Le paranormal de la série est nourri par l’angoisse des personnages et les souvenirs violents des Emory. La série se nourrit de tout ça intelligemment et la folie guète de plus en plus cette famille qui doit se battre pour panser ses plaies. Ce que l’épisode 1.09 nous révèle c’est que le lotissement des Emory a été construit sur un ancien village où des personnages afro-américains ont été brûlé vifs. La scène de leur mort est là aussi un éveil de souvenirs douloureux de l’histoire afro-américaine et parvient sans tomber dans l’horreur à créer une horreur psychologique intéressante. Justement, c’est cette horreur psychologique non liée au surnaturel qui parvient à faire de THEM une série fascinante. La série utilise les éléments classiques du genre afin de les faire tournoyer dans son récit. Le mélange des genres, de la musique parfois en décalage complet avec ce que l’on voit à l’écran, tout cela participe à faire de THEM un objet intrigant et fascinant.

 

Tous les personnages ont des rôles à jouer. Les hommes de ces femmes au foyer, avinés, qui veulent en découdre par la pression de leurs femmes respectives. L’histoire la plus intéressante est celle de Betty incarnée par Alison Pill.
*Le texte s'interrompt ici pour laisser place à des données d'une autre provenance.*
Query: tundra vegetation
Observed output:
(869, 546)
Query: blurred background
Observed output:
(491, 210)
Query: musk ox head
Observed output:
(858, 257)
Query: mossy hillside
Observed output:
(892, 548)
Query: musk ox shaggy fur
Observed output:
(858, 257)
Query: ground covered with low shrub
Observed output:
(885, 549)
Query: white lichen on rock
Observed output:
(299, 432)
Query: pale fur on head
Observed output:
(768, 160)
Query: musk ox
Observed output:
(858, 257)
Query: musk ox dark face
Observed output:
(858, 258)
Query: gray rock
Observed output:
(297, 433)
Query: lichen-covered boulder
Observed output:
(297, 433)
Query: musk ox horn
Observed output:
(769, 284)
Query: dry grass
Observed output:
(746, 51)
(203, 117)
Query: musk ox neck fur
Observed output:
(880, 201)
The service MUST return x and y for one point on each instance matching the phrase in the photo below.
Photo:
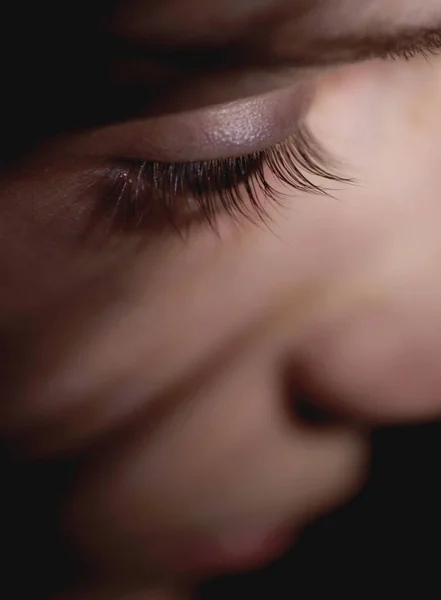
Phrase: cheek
(382, 120)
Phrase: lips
(238, 551)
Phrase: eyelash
(155, 194)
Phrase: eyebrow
(243, 53)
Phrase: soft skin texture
(170, 365)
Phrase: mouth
(209, 556)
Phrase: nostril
(304, 406)
(307, 411)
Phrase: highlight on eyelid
(132, 194)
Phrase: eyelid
(233, 129)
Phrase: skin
(170, 366)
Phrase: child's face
(182, 375)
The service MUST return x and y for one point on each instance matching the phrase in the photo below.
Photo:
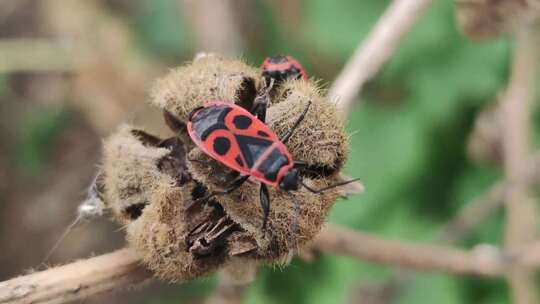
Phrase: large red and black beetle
(240, 140)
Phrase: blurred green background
(409, 131)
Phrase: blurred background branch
(376, 49)
(522, 222)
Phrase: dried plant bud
(480, 19)
(130, 172)
(320, 140)
(154, 186)
(206, 79)
(164, 235)
(293, 220)
(484, 144)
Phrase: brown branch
(121, 268)
(39, 55)
(75, 281)
(516, 107)
(234, 280)
(381, 43)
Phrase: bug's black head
(290, 180)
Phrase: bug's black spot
(239, 161)
(263, 134)
(222, 145)
(242, 122)
(246, 94)
(252, 148)
(272, 164)
(277, 59)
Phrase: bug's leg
(175, 124)
(287, 135)
(312, 190)
(233, 186)
(261, 102)
(265, 204)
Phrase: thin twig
(39, 55)
(121, 268)
(75, 281)
(516, 107)
(381, 43)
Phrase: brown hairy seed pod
(484, 144)
(206, 79)
(320, 140)
(481, 19)
(130, 171)
(290, 225)
(175, 241)
(162, 234)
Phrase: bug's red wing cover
(231, 135)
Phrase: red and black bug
(281, 68)
(240, 140)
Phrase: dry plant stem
(75, 281)
(378, 47)
(234, 280)
(521, 211)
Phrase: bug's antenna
(312, 190)
(91, 207)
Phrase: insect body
(239, 140)
(242, 141)
(281, 68)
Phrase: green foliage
(408, 138)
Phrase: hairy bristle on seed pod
(207, 79)
(161, 236)
(129, 172)
(320, 140)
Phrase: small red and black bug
(241, 140)
(281, 67)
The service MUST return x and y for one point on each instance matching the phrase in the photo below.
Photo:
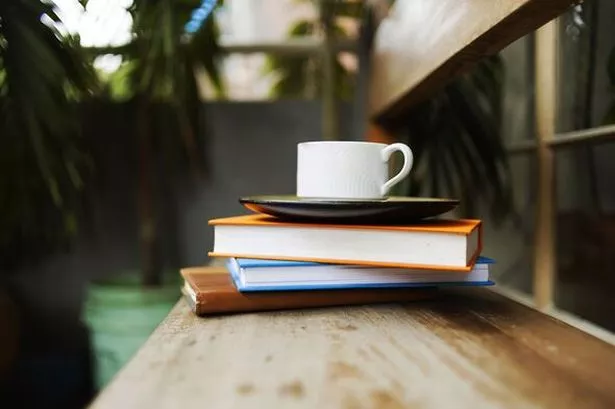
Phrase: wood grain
(471, 349)
(544, 241)
(423, 44)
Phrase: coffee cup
(348, 170)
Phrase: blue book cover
(236, 265)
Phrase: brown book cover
(210, 290)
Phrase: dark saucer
(393, 210)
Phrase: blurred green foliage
(43, 160)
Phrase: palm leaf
(43, 161)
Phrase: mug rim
(342, 142)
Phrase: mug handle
(405, 170)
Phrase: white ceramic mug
(348, 170)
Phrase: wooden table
(467, 349)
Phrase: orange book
(434, 244)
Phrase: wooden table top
(467, 349)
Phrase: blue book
(274, 275)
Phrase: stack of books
(272, 263)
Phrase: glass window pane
(511, 243)
(518, 97)
(586, 233)
(585, 93)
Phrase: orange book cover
(462, 227)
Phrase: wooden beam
(423, 44)
(546, 83)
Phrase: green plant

Cette Bree van de Kamp-like symbolise parfaitement le racisme de l’époque jusqu’au moment où tout va la ramener à sa propre réalité : des parents abusifs, un amant qui va finir par la kidnapper pour l’enfermer dans un bunker, etc. avant d’être tuée. Betty est la parfaite représentation de l’époque mais THEM veut lui apprendre une vraie leçon sur son racisme. Les inspirations de THEM sont multiples. Get Out ou US (et le fait que Ruby soit incarnée par Shahadi Wright Joseph que l’on a vu dans le film de Jordan Peele fait forcément office de double référence) sont clairement là dans la mise en scène mais l’on retrouve un peu de Shining ou du très bon film His House de Remi Weekes (Netflix). Certains épisodes sont meilleurs que d’autres mais dans sa globalité, THEM parvient à créer quelque chose d’angoissant. A parfois tomber dans l’horreur démonstrative, on perd aussi un brin du propos politique de départ. Car THEM n’avait clairement pas besoin de surnaturel afin de faire ressentir cette angoisse permanente dans laquelle vit les Emory.

 

Note : 8/10. En bref, THEM est une nouvelle incursion dans l’horreur qui s’avère d’autant plus fascinante qu’elle me hante encore deux jours après l’avoir terminée.